A recent paper from advisory group bfinance on navigating the renewables investment landscape saw its private markets director Anish Butani describe renewables as still having “not entirely shaken off their ‘marmite’ image”.
Perhaps the use of the British idiom referring to its ‘love-it-or-hate-it’ slogan was lost in translation among the more international investor base after the sector was given a resounding thumbs-up, according to the results of a research survey by Octopus Group. Some 60 percent of 100 global institutional investors said they would increase their allocations to renewable energy over the next five years, with some responding with increases of up to 10 percent and others vowing to increase their allocations by more than 20 percent.
The primary driver for this potential move was diversification and renewables’ low correlation with financial markets, according to 66 percent of investors.
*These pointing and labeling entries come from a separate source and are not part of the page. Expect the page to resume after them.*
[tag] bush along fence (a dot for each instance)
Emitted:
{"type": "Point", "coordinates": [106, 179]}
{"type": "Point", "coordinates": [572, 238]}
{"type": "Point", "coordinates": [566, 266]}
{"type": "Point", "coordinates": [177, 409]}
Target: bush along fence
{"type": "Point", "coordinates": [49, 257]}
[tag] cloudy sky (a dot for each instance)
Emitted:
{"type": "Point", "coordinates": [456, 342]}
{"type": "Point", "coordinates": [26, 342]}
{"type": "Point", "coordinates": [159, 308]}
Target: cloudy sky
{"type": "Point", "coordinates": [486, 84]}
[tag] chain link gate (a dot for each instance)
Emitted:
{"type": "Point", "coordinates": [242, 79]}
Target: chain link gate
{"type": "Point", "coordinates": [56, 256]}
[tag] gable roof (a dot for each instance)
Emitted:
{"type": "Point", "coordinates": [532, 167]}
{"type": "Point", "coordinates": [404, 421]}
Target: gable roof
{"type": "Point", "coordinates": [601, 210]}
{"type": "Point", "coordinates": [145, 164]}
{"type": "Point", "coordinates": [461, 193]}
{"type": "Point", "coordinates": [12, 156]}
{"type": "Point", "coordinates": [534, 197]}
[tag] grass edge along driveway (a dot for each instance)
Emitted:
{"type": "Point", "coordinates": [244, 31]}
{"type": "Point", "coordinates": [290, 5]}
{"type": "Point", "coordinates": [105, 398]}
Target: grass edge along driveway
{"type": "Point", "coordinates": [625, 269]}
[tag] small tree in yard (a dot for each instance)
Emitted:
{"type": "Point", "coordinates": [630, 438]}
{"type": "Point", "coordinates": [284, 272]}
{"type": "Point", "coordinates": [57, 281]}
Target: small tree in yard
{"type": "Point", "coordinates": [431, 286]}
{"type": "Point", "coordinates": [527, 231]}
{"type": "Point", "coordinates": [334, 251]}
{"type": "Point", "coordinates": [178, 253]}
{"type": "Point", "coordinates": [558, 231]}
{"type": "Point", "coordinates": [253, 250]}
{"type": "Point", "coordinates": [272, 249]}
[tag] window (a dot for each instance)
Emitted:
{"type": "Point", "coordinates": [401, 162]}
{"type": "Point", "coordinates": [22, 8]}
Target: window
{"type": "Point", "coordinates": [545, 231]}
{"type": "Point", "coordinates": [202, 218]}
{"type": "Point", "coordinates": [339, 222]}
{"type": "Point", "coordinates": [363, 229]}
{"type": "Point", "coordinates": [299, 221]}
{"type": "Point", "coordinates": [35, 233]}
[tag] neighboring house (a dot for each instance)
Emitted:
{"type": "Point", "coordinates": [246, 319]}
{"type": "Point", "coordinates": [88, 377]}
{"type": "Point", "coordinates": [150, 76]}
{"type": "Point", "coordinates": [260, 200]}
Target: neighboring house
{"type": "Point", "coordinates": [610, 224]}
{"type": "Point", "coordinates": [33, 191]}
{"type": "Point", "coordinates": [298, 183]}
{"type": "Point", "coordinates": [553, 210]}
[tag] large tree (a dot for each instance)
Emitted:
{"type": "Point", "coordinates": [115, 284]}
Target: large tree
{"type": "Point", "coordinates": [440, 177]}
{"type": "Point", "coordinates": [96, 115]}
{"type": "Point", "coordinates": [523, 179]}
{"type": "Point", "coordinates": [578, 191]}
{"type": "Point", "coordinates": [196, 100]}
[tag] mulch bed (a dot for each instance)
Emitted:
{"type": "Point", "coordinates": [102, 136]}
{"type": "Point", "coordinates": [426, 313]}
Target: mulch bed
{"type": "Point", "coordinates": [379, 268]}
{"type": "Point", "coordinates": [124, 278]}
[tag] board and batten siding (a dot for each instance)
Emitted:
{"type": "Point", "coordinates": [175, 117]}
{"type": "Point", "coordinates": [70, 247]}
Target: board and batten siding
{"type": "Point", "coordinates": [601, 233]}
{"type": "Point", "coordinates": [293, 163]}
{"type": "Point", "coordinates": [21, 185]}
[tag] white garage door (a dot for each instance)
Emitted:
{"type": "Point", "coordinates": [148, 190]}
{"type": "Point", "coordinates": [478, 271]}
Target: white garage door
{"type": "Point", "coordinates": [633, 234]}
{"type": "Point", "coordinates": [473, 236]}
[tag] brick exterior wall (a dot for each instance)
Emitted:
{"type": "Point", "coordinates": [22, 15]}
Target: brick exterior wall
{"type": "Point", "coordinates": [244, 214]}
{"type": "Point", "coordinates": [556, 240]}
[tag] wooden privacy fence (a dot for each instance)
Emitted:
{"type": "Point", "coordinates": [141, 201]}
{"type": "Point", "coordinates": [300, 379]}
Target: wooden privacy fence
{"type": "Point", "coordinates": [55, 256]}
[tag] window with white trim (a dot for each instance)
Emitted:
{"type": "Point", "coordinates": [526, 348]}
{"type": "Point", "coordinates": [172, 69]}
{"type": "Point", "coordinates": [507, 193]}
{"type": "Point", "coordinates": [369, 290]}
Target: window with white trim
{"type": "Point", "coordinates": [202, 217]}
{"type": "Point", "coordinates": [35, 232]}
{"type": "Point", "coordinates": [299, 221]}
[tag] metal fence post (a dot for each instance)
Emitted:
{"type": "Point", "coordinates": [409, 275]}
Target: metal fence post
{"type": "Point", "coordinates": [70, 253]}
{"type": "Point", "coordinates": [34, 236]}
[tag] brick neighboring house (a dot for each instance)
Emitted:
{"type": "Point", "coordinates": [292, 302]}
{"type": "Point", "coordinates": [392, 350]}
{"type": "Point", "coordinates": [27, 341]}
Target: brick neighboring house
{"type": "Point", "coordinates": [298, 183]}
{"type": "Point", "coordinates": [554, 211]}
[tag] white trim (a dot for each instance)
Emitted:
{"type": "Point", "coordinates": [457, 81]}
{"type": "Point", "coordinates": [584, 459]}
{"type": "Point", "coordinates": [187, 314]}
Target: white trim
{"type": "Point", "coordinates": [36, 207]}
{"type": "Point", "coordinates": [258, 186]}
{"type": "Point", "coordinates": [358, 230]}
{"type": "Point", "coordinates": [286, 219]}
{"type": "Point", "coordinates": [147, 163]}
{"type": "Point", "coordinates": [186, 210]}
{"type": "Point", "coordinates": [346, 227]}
The second biggest factor at 58 percent was ESG impact investing, although EMEA investors (95 percent) and Australian investors (0 percent) were at wildly contrasting ends of this pendulum.
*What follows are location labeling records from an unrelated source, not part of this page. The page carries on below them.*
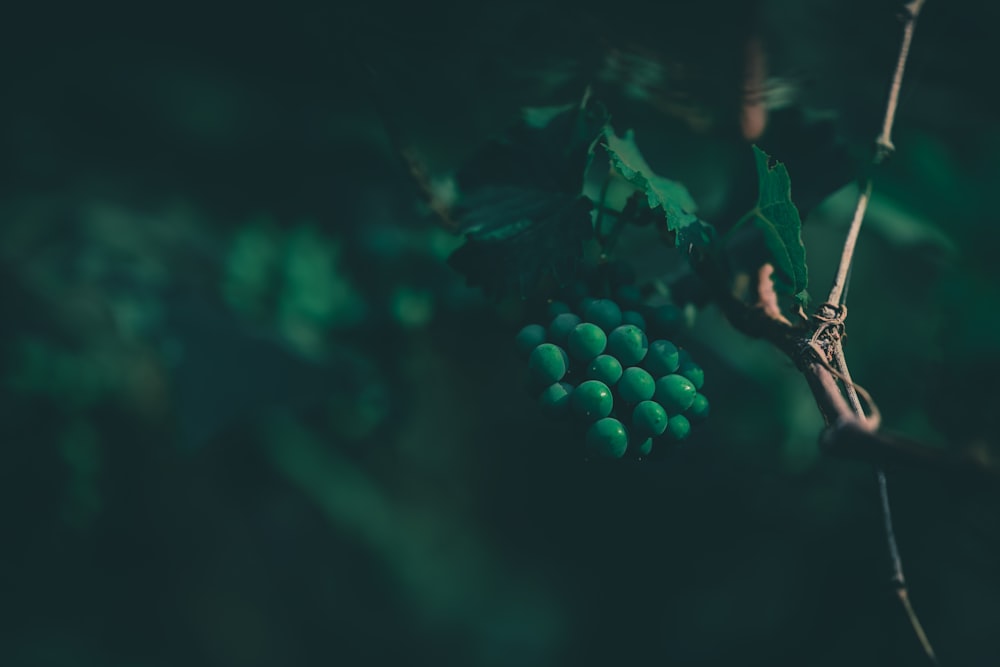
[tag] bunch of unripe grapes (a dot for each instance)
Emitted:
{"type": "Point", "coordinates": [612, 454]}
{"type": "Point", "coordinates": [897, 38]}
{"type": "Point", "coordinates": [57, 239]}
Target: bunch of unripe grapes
{"type": "Point", "coordinates": [597, 366]}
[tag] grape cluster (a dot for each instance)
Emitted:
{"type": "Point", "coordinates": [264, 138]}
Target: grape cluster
{"type": "Point", "coordinates": [598, 366]}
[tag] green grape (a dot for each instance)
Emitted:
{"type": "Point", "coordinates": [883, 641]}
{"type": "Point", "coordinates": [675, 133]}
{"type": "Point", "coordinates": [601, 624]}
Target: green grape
{"type": "Point", "coordinates": [528, 338]}
{"type": "Point", "coordinates": [675, 393]}
{"type": "Point", "coordinates": [693, 372]}
{"type": "Point", "coordinates": [678, 427]}
{"type": "Point", "coordinates": [628, 296]}
{"type": "Point", "coordinates": [561, 326]}
{"type": "Point", "coordinates": [605, 313]}
{"type": "Point", "coordinates": [662, 358]}
{"type": "Point", "coordinates": [586, 341]}
{"type": "Point", "coordinates": [699, 407]}
{"type": "Point", "coordinates": [558, 308]}
{"type": "Point", "coordinates": [636, 385]}
{"type": "Point", "coordinates": [645, 447]}
{"type": "Point", "coordinates": [607, 438]}
{"type": "Point", "coordinates": [649, 419]}
{"type": "Point", "coordinates": [605, 368]}
{"type": "Point", "coordinates": [665, 320]}
{"type": "Point", "coordinates": [628, 343]}
{"type": "Point", "coordinates": [634, 318]}
{"type": "Point", "coordinates": [547, 363]}
{"type": "Point", "coordinates": [592, 399]}
{"type": "Point", "coordinates": [555, 398]}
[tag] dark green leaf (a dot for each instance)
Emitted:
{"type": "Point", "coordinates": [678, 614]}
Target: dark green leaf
{"type": "Point", "coordinates": [521, 206]}
{"type": "Point", "coordinates": [670, 198]}
{"type": "Point", "coordinates": [521, 236]}
{"type": "Point", "coordinates": [777, 219]}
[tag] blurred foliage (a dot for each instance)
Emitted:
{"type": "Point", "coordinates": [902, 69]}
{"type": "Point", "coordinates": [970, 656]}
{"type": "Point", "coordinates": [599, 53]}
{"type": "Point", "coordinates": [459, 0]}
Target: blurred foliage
{"type": "Point", "coordinates": [250, 416]}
It all sounds like a merry old world for LPs. Invest in renewables, avoid the volatility of equities and ensure your investments also have a positive impact.
However, the Octopus research also showed just why, as Butani suggested, the sector might still be fighting its “marmite image”. When asked which countries they see as a priority for their burgeoning appetite for renewables, 55 percent of respondents identified the UK as the destination, by far and away the most popular answer, with France and the Nordics both trailing at 37 percent. Globally, the survey showed investors’ preferences remain in grid-scale solar and onshore wind farms.
Granted, the UK still has a healthy secondaries market and assets are traded frequently, but many of the more attractive assets are held by a select few funds in long-term structures. Perhaps investors would consider heading up the risk spectrum with some greenfield strategies, then? It would appear unlikely, with the response that the most important driver for unlocking investment for 52 percent of the investors being better support and policies from the government.
That element of the market has largely been missing from the UK for nearly four years now, while projects in the Nordics are built on a subsidy-free basis too – unless, of course, investors mean “support” in the very broadest of senses.
Besides, the investors surveyed comfortably highlighted energy price uncertainties as the biggest challenge to investment, according to 56 out of the 100. The next biggest barrier – liquidity issues – was identified by 41 percent of the respondents.
“Clearly, the proliferation of renewables strategies in the market is a positive development,” Butani concluded in the bfinance report. “However, asset allocators will need to gain more comfort in merchant project economics as government incentives and subsidies are phased out.”
The growing trend – as we have documented – is to use corporate PPAs to mitigate both the subsidy and energy price risks. However, as Butani and other industry sources note, “big question marks” exist around whether the risks of PPAs are being priced appropriately, whether some deals could be renegotiated and whether some of the corporates engaged in such agreements will even exist in 30 years’ time.
The mismatch between what investors want and what managers and the market itself can offer leaves renewables opportunities few and far between. The reality is, investors need to diversify and broaden their risk and geographic spectrum to fill those burgeoning allocations. While reminiscing is fun, the market they seem to want to allocate to powered off in the late 2000s and early 2010s.